Summary

Learning Transferable Visual Models From Natural Language Supervision, Radford, Kim, Hallacy, Ramesh, Goh, Agarwal, Sastry, Askell, Mishkin, Clark, Krueger, Sutskever; 2021 - Summary

author:	DartingMelody
score:	10/10 / 10

What is the core idea?

The paper demonstrates that basic pre-training tasks of predicting the caption which best describes the image is a scalable and efficient method to learn state of the art image representation from scratch on the WebImageText dataset (introduced in this paper) of 400 million (image, text) pairs obtained from internet.
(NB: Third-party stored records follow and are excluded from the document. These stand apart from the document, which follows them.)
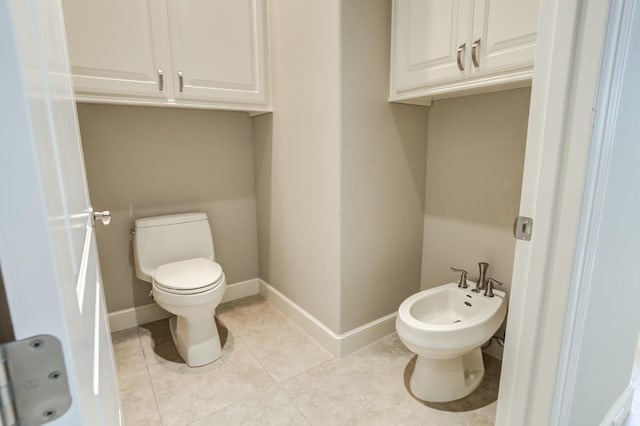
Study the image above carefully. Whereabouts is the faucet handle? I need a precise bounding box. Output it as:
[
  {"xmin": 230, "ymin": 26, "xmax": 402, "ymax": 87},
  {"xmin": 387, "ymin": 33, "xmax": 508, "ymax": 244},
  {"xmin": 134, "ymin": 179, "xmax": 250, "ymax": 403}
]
[
  {"xmin": 450, "ymin": 266, "xmax": 469, "ymax": 288},
  {"xmin": 484, "ymin": 278, "xmax": 504, "ymax": 297}
]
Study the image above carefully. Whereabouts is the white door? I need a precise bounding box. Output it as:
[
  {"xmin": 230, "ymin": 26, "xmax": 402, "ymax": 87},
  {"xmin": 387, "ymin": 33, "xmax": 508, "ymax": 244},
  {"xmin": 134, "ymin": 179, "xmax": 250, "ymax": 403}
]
[
  {"xmin": 0, "ymin": 0, "xmax": 121, "ymax": 425},
  {"xmin": 169, "ymin": 0, "xmax": 267, "ymax": 105},
  {"xmin": 470, "ymin": 0, "xmax": 539, "ymax": 75},
  {"xmin": 62, "ymin": 0, "xmax": 172, "ymax": 100},
  {"xmin": 392, "ymin": 0, "xmax": 473, "ymax": 94}
]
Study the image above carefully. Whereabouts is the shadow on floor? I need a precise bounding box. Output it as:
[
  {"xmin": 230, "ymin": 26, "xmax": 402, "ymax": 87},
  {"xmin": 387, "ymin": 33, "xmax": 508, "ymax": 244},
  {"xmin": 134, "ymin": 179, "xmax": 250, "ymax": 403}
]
[
  {"xmin": 404, "ymin": 354, "xmax": 502, "ymax": 412},
  {"xmin": 139, "ymin": 318, "xmax": 229, "ymax": 364}
]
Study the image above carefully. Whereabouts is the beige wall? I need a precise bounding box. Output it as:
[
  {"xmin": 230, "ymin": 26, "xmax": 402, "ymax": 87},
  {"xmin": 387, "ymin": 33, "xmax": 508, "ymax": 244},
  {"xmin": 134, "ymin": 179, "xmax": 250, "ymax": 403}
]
[
  {"xmin": 341, "ymin": 0, "xmax": 428, "ymax": 332},
  {"xmin": 78, "ymin": 104, "xmax": 258, "ymax": 312},
  {"xmin": 0, "ymin": 270, "xmax": 15, "ymax": 344},
  {"xmin": 253, "ymin": 0, "xmax": 340, "ymax": 331},
  {"xmin": 421, "ymin": 88, "xmax": 530, "ymax": 296}
]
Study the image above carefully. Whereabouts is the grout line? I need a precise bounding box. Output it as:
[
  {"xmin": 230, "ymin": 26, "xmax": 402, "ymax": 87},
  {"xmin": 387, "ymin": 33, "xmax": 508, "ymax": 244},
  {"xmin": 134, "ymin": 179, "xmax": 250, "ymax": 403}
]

Motivated by the idea of learning perception from supervision contained within natural language, CLIP (Contrastive Language-Image Pretraining, where constrastive learning is identifying between similiar and dissimilar images), efficiently performs zero-shot transfer (predicting unseen tasks/datasets).
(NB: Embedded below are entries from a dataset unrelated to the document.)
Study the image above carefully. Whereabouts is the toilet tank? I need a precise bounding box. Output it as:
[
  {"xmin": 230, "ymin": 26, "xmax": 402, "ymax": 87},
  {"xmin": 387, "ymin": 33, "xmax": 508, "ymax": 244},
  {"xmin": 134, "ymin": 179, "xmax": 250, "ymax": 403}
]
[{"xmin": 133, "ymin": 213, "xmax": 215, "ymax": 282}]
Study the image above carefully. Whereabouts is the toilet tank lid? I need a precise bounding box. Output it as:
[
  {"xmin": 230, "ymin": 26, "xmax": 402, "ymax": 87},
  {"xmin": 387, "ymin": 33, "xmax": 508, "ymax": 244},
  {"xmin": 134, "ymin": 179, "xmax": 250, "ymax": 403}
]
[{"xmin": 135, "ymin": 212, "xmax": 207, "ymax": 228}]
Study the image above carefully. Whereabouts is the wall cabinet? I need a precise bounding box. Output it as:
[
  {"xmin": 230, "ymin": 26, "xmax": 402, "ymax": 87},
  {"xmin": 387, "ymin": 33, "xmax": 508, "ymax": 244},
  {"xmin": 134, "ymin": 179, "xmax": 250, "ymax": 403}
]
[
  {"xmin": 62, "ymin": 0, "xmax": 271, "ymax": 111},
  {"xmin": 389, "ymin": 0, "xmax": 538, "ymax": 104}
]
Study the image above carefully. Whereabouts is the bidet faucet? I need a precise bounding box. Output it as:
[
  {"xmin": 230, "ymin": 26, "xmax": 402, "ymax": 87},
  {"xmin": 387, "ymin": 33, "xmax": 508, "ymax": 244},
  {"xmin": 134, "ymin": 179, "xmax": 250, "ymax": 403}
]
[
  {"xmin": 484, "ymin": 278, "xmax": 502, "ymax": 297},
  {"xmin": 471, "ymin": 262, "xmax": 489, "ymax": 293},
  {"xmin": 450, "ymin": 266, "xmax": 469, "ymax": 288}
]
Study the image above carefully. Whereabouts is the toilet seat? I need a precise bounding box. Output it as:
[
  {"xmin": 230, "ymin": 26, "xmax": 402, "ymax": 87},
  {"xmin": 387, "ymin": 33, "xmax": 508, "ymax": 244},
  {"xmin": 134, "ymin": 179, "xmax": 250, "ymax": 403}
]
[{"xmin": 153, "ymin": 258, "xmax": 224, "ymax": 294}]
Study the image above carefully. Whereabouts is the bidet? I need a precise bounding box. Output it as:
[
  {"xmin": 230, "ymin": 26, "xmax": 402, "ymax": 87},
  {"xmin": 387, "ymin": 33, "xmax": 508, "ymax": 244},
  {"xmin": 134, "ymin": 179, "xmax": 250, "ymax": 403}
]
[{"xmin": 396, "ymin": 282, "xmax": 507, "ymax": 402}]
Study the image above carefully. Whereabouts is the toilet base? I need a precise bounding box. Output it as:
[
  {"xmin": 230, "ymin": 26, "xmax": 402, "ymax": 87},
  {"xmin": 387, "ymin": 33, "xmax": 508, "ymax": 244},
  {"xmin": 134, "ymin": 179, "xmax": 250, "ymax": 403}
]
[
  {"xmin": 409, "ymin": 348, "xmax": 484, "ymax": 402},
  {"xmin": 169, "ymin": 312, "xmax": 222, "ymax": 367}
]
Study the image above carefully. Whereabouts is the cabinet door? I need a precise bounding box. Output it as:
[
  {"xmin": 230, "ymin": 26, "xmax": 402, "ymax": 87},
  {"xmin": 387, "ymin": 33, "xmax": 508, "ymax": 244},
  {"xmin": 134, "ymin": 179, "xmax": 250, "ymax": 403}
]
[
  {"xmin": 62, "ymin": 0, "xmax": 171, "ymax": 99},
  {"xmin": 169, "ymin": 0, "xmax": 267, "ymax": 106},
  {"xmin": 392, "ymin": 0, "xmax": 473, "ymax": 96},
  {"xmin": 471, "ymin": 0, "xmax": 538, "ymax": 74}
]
How is it realized (technically)?

The WebImageText dataset of 400 million (image, text) pairs is created by the authors for this task as earlier datasets filtered with images and natural language titles/descriptions get reduced to just 15 million in size.
The image below depicts the way CLIP jointly trains an image encoder and text encoder to predict the pairing of (image, text). To do this, CLIP learns a multi-modal embedding space by jointly training an image encoder and text encoder to maximize the cosine similarity of the image and text embeddings of the N real pairs in the batch while minimizing the cosine similarity of the embeddings of the \(N^{2}-N\) incorrect pairings. A symmetric cross entropy loss is used over these similarity scores.
A simplified version of ConVIRT model is trained from scratch, with linear projection from each encoder to the multi-modal embedding space. Only random crop was done for data augmentation.
Modified ResNet-50 or ViT was used for image encoder and a variation of Transormer was used for text encoder. The image encoder was scaled along width, depth, and resolution and text encoder scaled only along width.
The best CLIP model ViT-L/14@336px is pre-trained at higher 336 pixel resolution for an additional epoch (similar to FixRes)
At test time the text encoder synthesizes a zero-shot linear classifier by embedding the names/descriptions of the ouput classes of the datasets.
Using prompt template, e.g. “A photo of a {label}.”, improves performance by a few percentage, and ensembling prompts provides additional gains.

How well does the paper perform?

The performance of the CLIP model is compared with 30 different existing computer vision datasets. The model transfers to most of the tasks and is often competitive with fully supervised baselines without the need for any dataset specific training. CLIP also outperforms the best publicly available ImageNet model while also being computationally efficient.
On evaluating on natural distribution shifts such as ImageNetV2, ImageNet Sketch, ImageNet-Vid, ObjectNet, ImageNet Adversarial, ImageNet Rendition, Zero-shot CLIP improves robustness to distribution shift, reducing the gap by up to 75%.
CLIP’s zero-shot performance is still weak on some specialized, complex, or abstract datasets/tasks. On training CLIP on unfiltered images and text from the internet results in the model learning many social biases.

Zero shot clip versus Linear Probe on ResNet-50	Comparison of zero shot versus few-shot linear probes ‘

Linear probe performance of CLIP models in comparison with state-of-the-art computer vision models.

results3

results4

What interesting variants are explored?

The paper used different backbones for image encoder like Resnet-50, 101, RN50x4, RN50x16, RN50x64, ViT-B/32, ViT-B/16, ViT-L/14 and ViT-L/14@336px with the last CLIP model being the best.

TL;DR

The CLIP model uses contrastive representation learning with jointly training VIT/Resnet image encoder and transformer text encoder to predict (image, text) pairs using the WebImageText dataset introduced by the authors.
Large scale natural language supervision (400 million examples) is used to facilitate zero-shot transfer.
Zero-shot CLIP models are more robust than supervised ImageNet models of equivalent accuracy as the CLIP model transfers to most of the datasets/tasks.